Frage an Bettina Hagedorn von Thorsten M. bezüglich Gesellschaftspolitik, soziale Gruppen

Sehr geehrte Frau Hagedorn,
eine Frage zur Bildung der politischen Ziele in unser Demokratie.

Es sollen die Parteien sein, die durch Ihre Programme die Hauptthemen und die geplanten Ziele und Wege zu deren Erreichung festlegen. Die Abgeordneten wählen sich die Partei der sie angehören wollen anhand der jeweiligen Programme und vertreten die Partei entsprechend.

Die Abgeordneten sind nur Ihrem Gewissen gegenüber verantwortlich - gut.

Die machbare Politik besteht grundsätzlich aus Kompromissen, die sich aus Lösungen zwischen den unterschiedlichen Zielsetzungen ergeben. Daraus kann man schließen, dass keine Partei ihre Programmziele zu 100% durchsetzen kann. Das Ergebnis ist also (meistens) das im Moment Machbare.

Weiterhin:
Ich gehe davon aus, dass Ihnen die Kommentare des Herrn Herbert von Arnim in Bezug auf die "Politikbildung" in unser Bundesrepublik bekannt sind.

Zu meiner Frage:
Sind irgendwelche Bestrebungen im Gange, die durch die Parteibildung verursachten Blockbildungen aufzubrechen?

Meine Meinung ist, dass die noch zu erreichenden Ziele und die noch zu lösenden Probleme eher eine Lösung durch den gesunden Menschenverstand erfordern (natürlich ist das ein fortdauernder Prozess). Das könnte auch durch Politiker erreicht werden, die keiner Partei angehören. Nur solche Personen können bei dem geltenden System der politischen Meinungsbildung nicht dorthin kommen, wo sie die Möglichkeit hätten ihre Fähigkeiten einzusetzen. Sie kommen nicht in die Parlamente.

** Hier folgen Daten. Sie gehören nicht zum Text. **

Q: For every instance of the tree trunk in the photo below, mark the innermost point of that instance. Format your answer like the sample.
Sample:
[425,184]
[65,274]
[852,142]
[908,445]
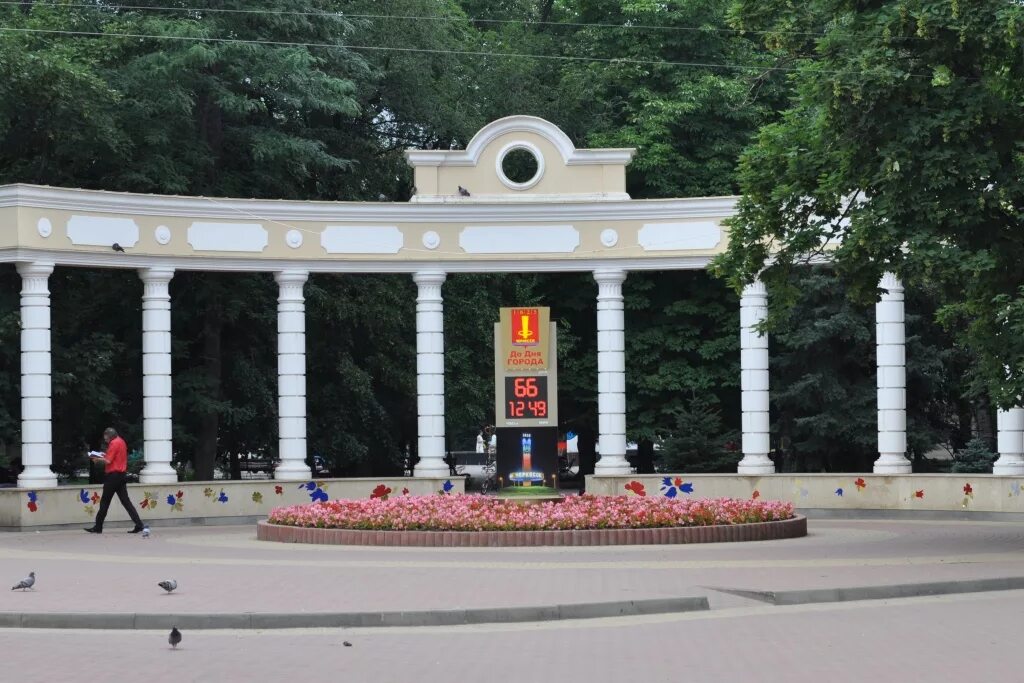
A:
[206,446]
[645,457]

Gibt es irgendwelche Denkanstösse in dieser Richtung.

Es ist doch schade, das jeder sich erst eintscheiden muss ob Rot, Schwarz, Gelb, Grün oder Links oder Rechts.

Das Machbare - wie schon gesagt - liegt doch (fast) immer irgendwo zwischen den Blöcken.

Zum Schluss noch etwas persönliches: Ich halte Ihre Art "Politik" zu machen für sehr gut.

Mit freundlciehm Gruß

Thorsten Markmann.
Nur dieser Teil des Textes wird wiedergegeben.